- Genre: Talk show
- Created by: Funny or Die
- Directed by: Amy Landecker; Riki Lindhome;
- Presented by: Tig Notaro
- Country of origin: United States
- Original language: English
- No. of seasons: 2
- No. of episodes: 12

Production
- Production companies: Something Fierce; Funny or Die;

Original release
- Network: Funny or Die
- Release: June 4 – December 17, 2019

= Under a Rock with Tig Notaro =

American talk show

Under a Rock with Tig Notaro is an American talk show produced by Funny or Die. Host Tig Notaro attempts to guess the identity of a celebrity guest on each episode. The show is sponsored by Amazon Alexa, and Alexa provides assistance as Notaro guesses. The first season consisted of six episodes and premiered online on June 4, 2019. The second season was released on November 5, 2019.

== Synopsis ==
Comedian Tig Notaro struggles to guess the identity of a celebrity guest, made difficult by the little pop culture she consumes and her inability to recognize celebrity faces. The guest offers her clues and Amazon Alexa assists Notaro.

== Production ==
=== Development ===
Notaro developed the idea for the show due to her penchant for failing to recognize very famous people such as Anne Hathaway and Al Pacino.

The show is produced by Funny or Die and Something Fierce, the production company owned by Notaro and her wife Stephanie Allynne. The series is shot in front of a studio audience. The producers invite celebrity guests with whom Notaro is unfamiliar.

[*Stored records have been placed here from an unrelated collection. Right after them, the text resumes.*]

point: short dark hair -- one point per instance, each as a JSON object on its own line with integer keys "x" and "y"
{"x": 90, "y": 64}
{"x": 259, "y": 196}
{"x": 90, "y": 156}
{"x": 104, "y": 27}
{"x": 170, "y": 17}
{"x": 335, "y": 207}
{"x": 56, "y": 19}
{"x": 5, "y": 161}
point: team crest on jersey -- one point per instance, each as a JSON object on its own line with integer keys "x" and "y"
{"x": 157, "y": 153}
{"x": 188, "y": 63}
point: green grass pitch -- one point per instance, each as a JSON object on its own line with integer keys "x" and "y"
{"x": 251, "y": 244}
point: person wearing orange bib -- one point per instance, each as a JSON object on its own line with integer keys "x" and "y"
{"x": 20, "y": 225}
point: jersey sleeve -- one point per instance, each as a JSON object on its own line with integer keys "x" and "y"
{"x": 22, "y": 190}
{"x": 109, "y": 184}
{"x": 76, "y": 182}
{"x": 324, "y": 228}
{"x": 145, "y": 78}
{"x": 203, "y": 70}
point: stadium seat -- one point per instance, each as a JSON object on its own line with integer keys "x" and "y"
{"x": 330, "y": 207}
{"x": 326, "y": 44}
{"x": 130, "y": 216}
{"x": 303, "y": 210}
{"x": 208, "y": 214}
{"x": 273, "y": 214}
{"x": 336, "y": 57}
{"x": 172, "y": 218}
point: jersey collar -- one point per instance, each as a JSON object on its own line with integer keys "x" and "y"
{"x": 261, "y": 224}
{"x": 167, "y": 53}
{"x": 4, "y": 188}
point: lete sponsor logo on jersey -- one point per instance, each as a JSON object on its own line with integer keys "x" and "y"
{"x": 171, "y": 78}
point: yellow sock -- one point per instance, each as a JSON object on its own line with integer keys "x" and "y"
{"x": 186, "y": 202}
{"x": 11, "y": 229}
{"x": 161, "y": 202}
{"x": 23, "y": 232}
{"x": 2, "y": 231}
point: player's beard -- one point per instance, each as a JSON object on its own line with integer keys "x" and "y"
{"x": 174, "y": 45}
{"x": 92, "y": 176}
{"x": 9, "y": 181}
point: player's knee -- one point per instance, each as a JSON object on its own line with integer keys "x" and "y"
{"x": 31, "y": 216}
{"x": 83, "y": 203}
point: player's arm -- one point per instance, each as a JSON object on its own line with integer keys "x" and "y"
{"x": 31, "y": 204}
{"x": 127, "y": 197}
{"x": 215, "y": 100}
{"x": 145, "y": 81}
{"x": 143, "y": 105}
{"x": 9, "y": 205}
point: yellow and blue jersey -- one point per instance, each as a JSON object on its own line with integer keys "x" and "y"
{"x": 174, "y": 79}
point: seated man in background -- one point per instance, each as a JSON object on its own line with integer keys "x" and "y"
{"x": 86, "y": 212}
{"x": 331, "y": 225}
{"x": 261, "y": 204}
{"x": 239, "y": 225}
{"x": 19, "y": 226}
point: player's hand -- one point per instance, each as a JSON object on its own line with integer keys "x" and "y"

Series one was directed by Amy Landecker and season two was directed by Riki Lindhome. Thomas Ouellette is the head writer. Amazon Alexa sponsors the series.

=== Release ===
Under a Rock premiered on June 4, 2019, on FunnyorDie.com. Episodes in the first season were released every Tuesday for six weeks. Season two debuted on November 5, 2019, and ran for six more episodes.

== Episodes ==

| Season | Episodes |  | Originally released |  |
| First released | Last released |
| 1 | 6 |  | June 4, 2019 | July 9, 2019 |
| 2 | 6 |  | November 5, 2019 | December 17, 2019 |

===Season 1===

| No. in season | Title | Directed by | Original release date |
|---|---|---|---|
| 1 | "James Van Der Beek" | Amy Landecker | June 4, 2019 |
| 2 | "Julie Bowen" | Amy Landecker | June 11, 2019 |
| 3 | "Wyclef Jean" | Amy Landecker | June 18, 2019 |
| 4 | "Melissa Joan Hart" | Amy Landecker | June 25, 2019 |
| 5 | "Wolfgang Puck" | Amy Landecker | July 2, 2019 |
| 6 | "Glenn Howerton" | Amy Landecker | July 9, 2019 |

===Season 2===

| No. in season | Title | Directed by | Original release date |
|---|---|---|---|
| 1 | "Lena Headey" | Riki Lindhome | November 5, 2019 |
| 2 | "Kaley Cuoco" | Riki Lindhome | November 12, 2019 |
| 3 | "Rich Eisen" | Riki Lindhome | November 19, 2019 |
| 4 | "Tony Shalhoub" | Riki Lindhome | December 3, 2019 |
| 5 | "Debby Ryan" | Riki Lindhome | December 10, 2019 |
| 6 | "Richard Jefferson" | Riki Lindhome | December 17, 2019 |

== Reception ==

=== Critical response ===
Under a Rock received mostly positive critical reception. In a review for Paste, John-Michael Bond wrote, "Her sweet-natured lack of knowledge creates a space of equal power, free of the star-struck ass kissing of James Corden or Jimmy Fallon’s nonstop nostalgia parade. Most importantly, it’s not cruel or based on anything negative." Writing for Slashfilm, Ethan Anderton stated, "The weird part of this program is that Amazon and their Alexa assistant are clearly sponsoring the show, because they help out with musical cues, hints, information, and more. It’s a little forced, but Tig Notaro’s dry charm makes it all coalesce together into something awkwardly hilarious."

===Accolades===
The series was nominated for a 2020 Producers Guild of America Award in the Outstanding Short-Form Program category. The series won the Branded Content: Series award at the 10th Streamy Awards.